Kewlest New Word ...

Klatch (n.) : a social gathering, especially for coffee and conversation.  (a Yankeeism)

 

Things that Sound Dirty But Aren’t…

    “Let me get your tongue and put it on ice.”  (loc. 855)

 

Ratings…
    Amazon:  3.5/5 based on 29 ratings and 29 reviews.

    Goodreads: 3.42/5 based on 91 ratings and 19 reviews

 

Excerpts...

    A large group of people formed a circle in the middle of the road, their backs to Donovan and Cathren.  The couple stopped, transfixed, and studied the people in the crowd.  Oozing wounds dotted the beings’ flesh.  Open sores pocked their necks, arms, backs.  Rotting skin dripped to the ground.  A couple of them had bits of bright white bone showing through, like headlights in a tunnel.

    “What’s going on?” said Cathren.  “Who are they?  They look so sick.  Are they lepers?  Are they hurt?  Should we help them?”

    “Water drinkers,” Donovan said darkly.  “Unfiltered tap water drinkers.”  (loc. 236)

 

    The brain-eaters were more than halfway down the stairs now.  Donovan aimed and squeezed the trigger.

    Nothing.  The safety was on.  Who would leave the safety on in the middle of a zombie apocalypse?

    He released the safety and tried again.

    Click.

    The zombies were almost upon him.

    Who would leave an unloaded shotgun in the middle of a zombie apocalypse?  (loc. 2745)

 

Kindle Details…

    Mad About Undead You is presently unavailable as an e-book in Amazon, but Carl S. Plumer has three other e-books at Amazon, all in the paranormal genre, and ranging in price from free to $3.99.

 

“Money is no object. (…) In other words, I have no money.”  (loc. 4811)
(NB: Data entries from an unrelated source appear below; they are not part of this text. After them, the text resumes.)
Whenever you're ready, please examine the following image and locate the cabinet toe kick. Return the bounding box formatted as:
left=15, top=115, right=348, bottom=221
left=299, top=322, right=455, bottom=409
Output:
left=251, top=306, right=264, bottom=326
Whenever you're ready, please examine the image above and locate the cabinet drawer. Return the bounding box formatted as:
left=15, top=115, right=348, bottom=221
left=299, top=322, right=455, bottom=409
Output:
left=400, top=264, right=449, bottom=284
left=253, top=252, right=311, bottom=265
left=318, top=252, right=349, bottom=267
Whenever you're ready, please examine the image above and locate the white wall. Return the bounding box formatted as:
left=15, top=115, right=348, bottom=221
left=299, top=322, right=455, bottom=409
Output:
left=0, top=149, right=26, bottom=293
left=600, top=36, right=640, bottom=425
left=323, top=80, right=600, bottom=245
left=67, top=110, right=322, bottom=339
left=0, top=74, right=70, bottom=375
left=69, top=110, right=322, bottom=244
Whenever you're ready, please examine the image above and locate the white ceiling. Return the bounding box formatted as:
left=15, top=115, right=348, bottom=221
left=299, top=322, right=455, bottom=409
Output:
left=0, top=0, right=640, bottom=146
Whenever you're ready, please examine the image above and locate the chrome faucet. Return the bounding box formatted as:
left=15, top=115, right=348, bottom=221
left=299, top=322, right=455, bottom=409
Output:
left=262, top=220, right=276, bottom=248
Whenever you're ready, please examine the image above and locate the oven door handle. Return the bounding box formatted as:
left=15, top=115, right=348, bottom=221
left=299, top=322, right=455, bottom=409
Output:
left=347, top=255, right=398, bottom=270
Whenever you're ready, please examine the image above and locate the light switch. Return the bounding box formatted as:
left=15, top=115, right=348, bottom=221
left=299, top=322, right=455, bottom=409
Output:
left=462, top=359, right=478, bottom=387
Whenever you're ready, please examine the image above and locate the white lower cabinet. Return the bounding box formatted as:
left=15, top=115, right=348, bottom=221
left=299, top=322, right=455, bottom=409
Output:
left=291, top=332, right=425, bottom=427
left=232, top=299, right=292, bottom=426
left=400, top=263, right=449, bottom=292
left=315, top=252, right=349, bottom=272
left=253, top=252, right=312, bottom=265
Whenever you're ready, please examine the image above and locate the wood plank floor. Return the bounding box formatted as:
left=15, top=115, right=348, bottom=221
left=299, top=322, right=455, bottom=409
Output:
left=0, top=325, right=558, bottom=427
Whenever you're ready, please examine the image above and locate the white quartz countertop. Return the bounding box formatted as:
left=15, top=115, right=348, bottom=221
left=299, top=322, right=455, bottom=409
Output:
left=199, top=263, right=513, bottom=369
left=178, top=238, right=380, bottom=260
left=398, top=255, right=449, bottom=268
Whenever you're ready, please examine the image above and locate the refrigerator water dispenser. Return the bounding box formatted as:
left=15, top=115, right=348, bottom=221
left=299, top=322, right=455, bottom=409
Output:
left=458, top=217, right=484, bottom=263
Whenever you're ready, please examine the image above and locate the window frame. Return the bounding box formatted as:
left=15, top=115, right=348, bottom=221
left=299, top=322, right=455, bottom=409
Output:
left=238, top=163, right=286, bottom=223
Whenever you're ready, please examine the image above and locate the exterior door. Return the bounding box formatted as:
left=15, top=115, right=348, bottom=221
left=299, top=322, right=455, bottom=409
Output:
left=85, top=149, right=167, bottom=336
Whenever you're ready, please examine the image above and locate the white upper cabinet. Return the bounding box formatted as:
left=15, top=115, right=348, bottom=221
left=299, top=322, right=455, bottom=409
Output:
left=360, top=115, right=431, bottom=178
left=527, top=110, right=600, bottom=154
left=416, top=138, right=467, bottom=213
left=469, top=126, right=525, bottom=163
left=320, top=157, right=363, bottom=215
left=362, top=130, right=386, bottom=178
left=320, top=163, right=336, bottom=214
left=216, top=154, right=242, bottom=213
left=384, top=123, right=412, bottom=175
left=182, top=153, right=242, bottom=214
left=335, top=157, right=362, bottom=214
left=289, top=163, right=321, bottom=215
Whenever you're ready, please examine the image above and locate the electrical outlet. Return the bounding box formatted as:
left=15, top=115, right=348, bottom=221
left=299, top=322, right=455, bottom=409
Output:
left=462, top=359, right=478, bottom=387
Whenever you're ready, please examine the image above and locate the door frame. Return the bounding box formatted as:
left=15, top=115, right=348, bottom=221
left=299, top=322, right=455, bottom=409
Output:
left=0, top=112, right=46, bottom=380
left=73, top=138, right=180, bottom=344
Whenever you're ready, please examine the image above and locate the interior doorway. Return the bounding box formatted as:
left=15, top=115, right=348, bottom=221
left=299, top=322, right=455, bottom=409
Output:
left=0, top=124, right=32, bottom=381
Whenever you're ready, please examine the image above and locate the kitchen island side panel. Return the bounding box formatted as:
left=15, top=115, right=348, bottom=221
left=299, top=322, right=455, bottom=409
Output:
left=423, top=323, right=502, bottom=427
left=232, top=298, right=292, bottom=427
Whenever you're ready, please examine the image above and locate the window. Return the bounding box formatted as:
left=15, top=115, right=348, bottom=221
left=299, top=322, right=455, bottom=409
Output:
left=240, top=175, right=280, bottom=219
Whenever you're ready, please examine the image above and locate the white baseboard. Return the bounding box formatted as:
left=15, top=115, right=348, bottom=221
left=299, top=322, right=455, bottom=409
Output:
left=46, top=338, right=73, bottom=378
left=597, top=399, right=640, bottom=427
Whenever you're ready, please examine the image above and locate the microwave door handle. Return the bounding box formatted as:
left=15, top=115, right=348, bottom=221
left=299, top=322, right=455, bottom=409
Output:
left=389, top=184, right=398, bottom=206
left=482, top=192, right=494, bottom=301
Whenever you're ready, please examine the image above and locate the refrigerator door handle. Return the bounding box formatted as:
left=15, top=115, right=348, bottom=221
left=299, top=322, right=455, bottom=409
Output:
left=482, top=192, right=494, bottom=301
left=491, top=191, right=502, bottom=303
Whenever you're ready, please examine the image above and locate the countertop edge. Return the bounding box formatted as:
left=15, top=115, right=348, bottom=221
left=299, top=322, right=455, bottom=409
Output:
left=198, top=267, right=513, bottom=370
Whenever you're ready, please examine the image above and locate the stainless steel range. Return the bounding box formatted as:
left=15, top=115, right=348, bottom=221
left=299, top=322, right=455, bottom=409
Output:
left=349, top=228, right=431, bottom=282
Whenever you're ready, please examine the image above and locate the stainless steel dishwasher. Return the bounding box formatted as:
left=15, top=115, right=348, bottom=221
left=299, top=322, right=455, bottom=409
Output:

    Sadly, there is a lot to quibble about regarding Mad About Undead You, which accounts for the low ratings at both Amazon and Goodreads.  The book screams for a better backstory (what the heck is the military doing while zombies are running amok?) and the storytelling has way too many dei ex machina to be believable.  Other weaknesses include:

 

    Cussing.  There’s a lot of it.  I counted 20 instances in the first 10% of the e-book.  There’s nothing wrong with some well-placed cusswords, but excessive use of them is usually a cheap substitute for better writing.

 

    Similes.  They get used ad nauseam here.  In the six pages comprising Chapter 17, for example, the phrase “as if” gets used seven times.  Similes using “like” (“the heat of the doorknob stung her fingers like a serpent bite”) are also overused.

 

    Science Errors“HO2 is not hydrogen peroxide.  “H2O2 is.  And there aren’t “over 2,000 trace elements”.  There may be thousands of compounds or molecules, but elements are limited to the 100+ that are listed in the Periodic Table.  Yes, this is nitpicky.  But I’m a chemist.

 

    The Ending.  It’s unsatisfying.  The story ends abruptly with our heroes conveniently finding a haven that’s too good to be believable, and is temporary at best.  Neither the zombie apocalypse nor the health of our protagonists are resolved.  But to be fair, at least it wasn’t a cliffhanger.

 

    Despite all this, I still enjoyed this book.  Donovan and Cathren are interesting characters, and any scenario with hordes of zombies running all over San Francisco is going to be entertaining.  But Mad About Undead You is in bad need of a major rewrite.  And don’t tell me that I’m missing the point, that it’s supposed to be a satire that’s not to be taken seriously.  Satires still need to be coherent and well-written.

 

    4 Stars.  One last thing.  The book cover shown in my Kindle shows a girl’s face with a raven (or crow) in the background.  A google search failed to come up with a single hit for this image.  Instead, the book cover shown above come up, and IMHO, it gives a much better idea about the tone of Mad About Undead You.  But it amazes me that the original Kindle cover image has completely disappeared from the Internet.